SINGAPORE, Jan 28 (Reuters) - The dollar was on the ropes near multi-year lows on Wednesday after investors sold it aggressively when U.S. President Donald Trump seemed to shrug off its recent decline, while Wall Street marched on to fresh record highs.
The dollar's dive has hoisted the euro over $1.20 for the first time since 2021, sent the Australian dollar above 70 cents to a three-year high and lifted gold and commodity prices, which are counted in dollars, sharply.
The ailing yen shot further
away from recent lows, before trade steadied in the early hours of the Asia session.

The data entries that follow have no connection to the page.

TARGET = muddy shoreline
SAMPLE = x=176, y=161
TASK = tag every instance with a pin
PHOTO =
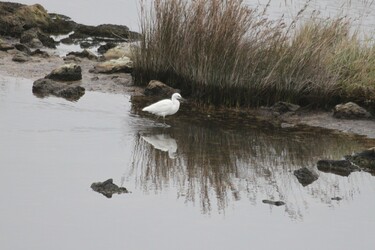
x=120, y=83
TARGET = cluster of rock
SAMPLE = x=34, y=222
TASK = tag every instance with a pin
x=33, y=25
x=362, y=161
x=61, y=82
x=108, y=188
x=32, y=28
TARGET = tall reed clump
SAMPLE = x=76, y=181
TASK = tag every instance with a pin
x=224, y=53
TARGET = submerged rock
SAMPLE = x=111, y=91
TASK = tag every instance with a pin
x=4, y=46
x=23, y=48
x=350, y=110
x=108, y=188
x=70, y=91
x=105, y=47
x=157, y=88
x=339, y=167
x=336, y=198
x=121, y=65
x=21, y=57
x=84, y=54
x=305, y=176
x=275, y=203
x=67, y=72
x=365, y=160
x=284, y=107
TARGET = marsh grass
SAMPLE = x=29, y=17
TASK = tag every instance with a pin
x=224, y=53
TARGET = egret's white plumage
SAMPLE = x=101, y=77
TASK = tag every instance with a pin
x=165, y=107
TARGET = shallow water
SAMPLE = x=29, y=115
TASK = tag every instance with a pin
x=198, y=184
x=125, y=12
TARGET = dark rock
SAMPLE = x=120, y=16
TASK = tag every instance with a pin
x=284, y=107
x=121, y=65
x=275, y=203
x=23, y=48
x=305, y=176
x=104, y=48
x=365, y=160
x=85, y=45
x=21, y=57
x=67, y=40
x=157, y=88
x=104, y=30
x=336, y=198
x=108, y=188
x=67, y=72
x=84, y=54
x=40, y=53
x=4, y=46
x=339, y=167
x=44, y=87
x=350, y=110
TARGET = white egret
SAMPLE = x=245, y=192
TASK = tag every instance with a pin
x=165, y=107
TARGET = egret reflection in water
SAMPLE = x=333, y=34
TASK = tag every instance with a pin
x=216, y=166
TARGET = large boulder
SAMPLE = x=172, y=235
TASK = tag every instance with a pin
x=339, y=167
x=305, y=176
x=365, y=160
x=121, y=65
x=350, y=110
x=70, y=91
x=108, y=188
x=67, y=72
x=157, y=88
x=104, y=30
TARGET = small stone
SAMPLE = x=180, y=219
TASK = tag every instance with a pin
x=275, y=203
x=305, y=176
x=350, y=110
x=67, y=72
x=339, y=167
x=157, y=88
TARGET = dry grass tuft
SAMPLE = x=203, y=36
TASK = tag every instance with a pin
x=224, y=53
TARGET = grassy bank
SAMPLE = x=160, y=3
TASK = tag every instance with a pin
x=224, y=53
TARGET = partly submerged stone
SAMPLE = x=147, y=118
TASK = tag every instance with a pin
x=284, y=107
x=350, y=110
x=84, y=54
x=108, y=188
x=339, y=167
x=70, y=91
x=157, y=88
x=4, y=46
x=120, y=65
x=365, y=160
x=275, y=203
x=67, y=72
x=305, y=176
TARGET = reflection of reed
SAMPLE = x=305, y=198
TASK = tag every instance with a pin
x=216, y=166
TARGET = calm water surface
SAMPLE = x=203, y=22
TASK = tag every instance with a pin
x=198, y=184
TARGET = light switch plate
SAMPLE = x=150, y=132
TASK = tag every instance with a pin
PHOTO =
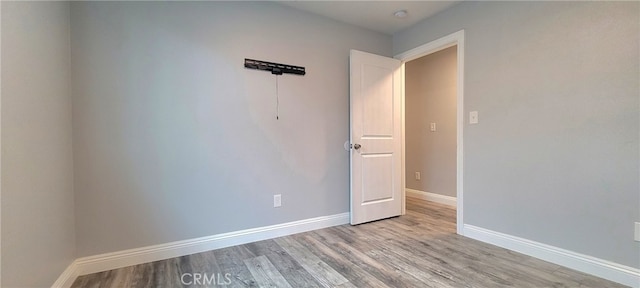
x=277, y=200
x=473, y=117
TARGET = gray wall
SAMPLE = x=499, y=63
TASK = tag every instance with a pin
x=37, y=187
x=430, y=96
x=555, y=156
x=174, y=139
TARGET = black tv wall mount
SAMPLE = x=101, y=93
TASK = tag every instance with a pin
x=274, y=68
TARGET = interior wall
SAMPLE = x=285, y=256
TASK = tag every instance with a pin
x=174, y=139
x=431, y=97
x=555, y=155
x=38, y=239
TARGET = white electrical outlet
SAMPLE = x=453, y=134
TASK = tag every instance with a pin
x=277, y=200
x=473, y=117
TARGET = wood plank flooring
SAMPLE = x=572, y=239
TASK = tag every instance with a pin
x=419, y=249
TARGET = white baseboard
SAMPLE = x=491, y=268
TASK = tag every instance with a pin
x=67, y=277
x=598, y=267
x=433, y=197
x=114, y=260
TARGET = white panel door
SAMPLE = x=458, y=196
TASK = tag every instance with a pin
x=376, y=164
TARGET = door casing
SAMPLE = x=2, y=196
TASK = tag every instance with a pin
x=454, y=39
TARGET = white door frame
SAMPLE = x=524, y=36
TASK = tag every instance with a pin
x=455, y=39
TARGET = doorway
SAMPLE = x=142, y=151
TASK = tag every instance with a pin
x=437, y=47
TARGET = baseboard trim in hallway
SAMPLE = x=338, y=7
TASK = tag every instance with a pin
x=119, y=259
x=598, y=267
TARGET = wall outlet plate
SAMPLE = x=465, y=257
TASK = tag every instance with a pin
x=473, y=117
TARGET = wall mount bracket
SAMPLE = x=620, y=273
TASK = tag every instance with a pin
x=274, y=68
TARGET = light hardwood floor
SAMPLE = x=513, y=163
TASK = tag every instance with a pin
x=419, y=249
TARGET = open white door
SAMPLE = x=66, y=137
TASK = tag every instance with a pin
x=376, y=163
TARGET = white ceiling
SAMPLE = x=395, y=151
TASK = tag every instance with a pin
x=373, y=15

"Dollar's doing great," Trump had replied, when a reporter asked him if he thought it had fallen too much lately.
Ahead of the comment, the dollar had notched its biggest three-day drop since the fallout from last April's tariff blitz, and markets were unnerved by Trump's erratic Greenland diplomacy and signals the U.S. was willing to help Japan to boost the yen.
"FX market participants are always looking for a trend to jump on," said Steve Englander, head of global G10 currency research at Standard Chartered in New York.
"Often officials push back against abrupt currency moves but when the President expresses indifference or even endorses the move it emboldens USD sellers to keep pushing."
Last week the New York Federal Reserve checked prices for the dollar's rate against the yen, a source told Reuters at the time, which the market took as a signal that U.S. authorities wouldn't mind and may even help if Japan pushed the yen higher.
A turbulent first year of Trump's second term already had the dollar slide more than 9% in 2025 - the largest fall since 2017 - as his attacks on the Federal Reserve's independence, his spending and foreign policy unsettled investors.
The weaker dollar helped gold strike a fresh record of $5,188.95 an ounce overnight and U.S. crude to break through its 200-day moving average for the first time in six months to $62.54 a barrel.
Bitcoin has largely missed out on the rally and remains pinned below $90,000. Benchmark 10-year Treasury yields were a fraction higher in Tokyo at 4.237%.
On Wall Street, health insurers plunged as the Trump administration proposed a much smaller rise in government payouts to insurers than investors had expected.
The S&P 500, however, rose 0.4% to a record closing high and futures inched 0.1% higher in Asia.
Around regional markets Australian shares made small gains, South Korea's KOSPI jumped 1.7% to a record high and Japan's Nikkei, which tends to move inversely to the yen, fell 0.7%.